LATEST NEWS
May 20, 2008
Waterline breaks make headlines, but infrastructure decline is the bigger story
We got yet another reminder recently of the need to spend money to protect our public assets.
There were two rather impressive waterline breaks in two days in Ottawa. Both occurred on major traffic corridors — the second and biggest on the major trucking and commuter route between Eastern Ontario and West Quebec.
One of the breaks was in a pipe that was only about 30 years old. But the second was in a pipe that had been in place for 123 years.
There were howls of outrage from commuters, who found themselves either detouring, or, when work allowed it, inching slowly past the repairs under way.
The local news media treated the breaks as a local story, but didn’t make much of the national infrastructure deficit, and the need by governments at all levels to find the money to repair, replace and add to existing infrastructure.

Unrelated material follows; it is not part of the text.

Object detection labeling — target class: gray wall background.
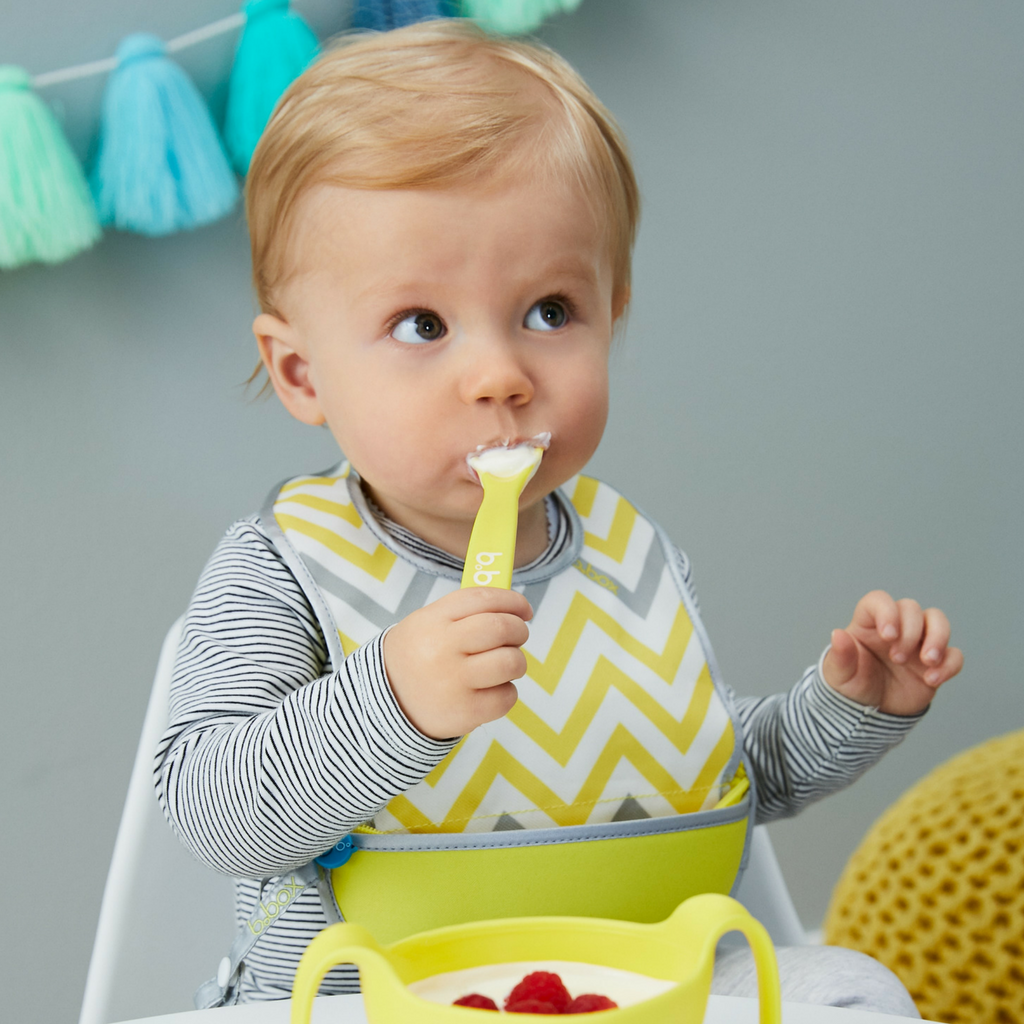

That charge was led by Councillor Alex Cullen, who reminded local taxpayers as well as provincial and federal politicians that there is a pressing need to repair old sewer and water lines.
“This is “a sign of aging infrastructure,” Cullen said of the recent ruptures. “As long as the situation is not addressed, you can expect things like this to happen.”
Of the larger break in the old line, Dale Harley, spokesman for the National Capital Heavy Construction Association, said it was not unexpected. But it did, he said, send a message that the city “must take care of our assets, the same way we take care of our own assets.”
“If your roof leaks, you replace it,” he said, “rather than let the water that leaks in destroy the place.”
But that’s what’s going to happen, he said, if governments don’t start making the investments necessary to protect our public assets.
Construction Corner
Korky Koroluk
The association spearheaded the idea last fall of adding a special two-per cent levy to the municipal tax rate to be spent on infrastructure repair and replacement. The idea was accepted by council and became part of this year’s budget. It will make a total of $120 million available over three years.
On top of that, there is in the budget a nine-per-cent increase for sewer and water repair and replacement that shows up on the taxpayer’s water bill, not on his property tax.
So it sounds as though the money is set aside, and Ottawa’s infrastructure will be well looked after, right?
Well, says Harley, city staff has gone over the city’s long-term spending plan to identify where the priorities should be. And they have “identified a billion dollars’ worth of infrastructure renewal work that’s needed in the next eight years.”
And he added, the Federation of Canadian Municipalities has done a study that shows that $123 billion is needed simply to bring the country’s existing infrastructure up to standard, “and that’s where the federal and provincial governments need to step up to the plate.”
That has already begun to happen, he said, with both provincial and federal governments allocating money through major national and provincial infrastructure programs.
There is a bit of irony in all this. During the snowy winter just past, the city of Ottawa received a cheque from the province for $14.6 million for “extra” infrastructure spending.
So what did the city do? It used the money to pay for a shortfall in the snow-removal account. The province quietly and unofficially expressed its displeasure, since the city had been told the cash was for infrastructure.
The incident caused some to wonder how much the city can be trusted to spend money on what it was meant for. How willing will senior governments be in the future, they asked, to hand over cash without a lot of strings attached?
The city decision, Harley says, “is, I think, going to come back and bite the butts of some of those politicians who chose to reallocate that money instead of putting it to its intended use.”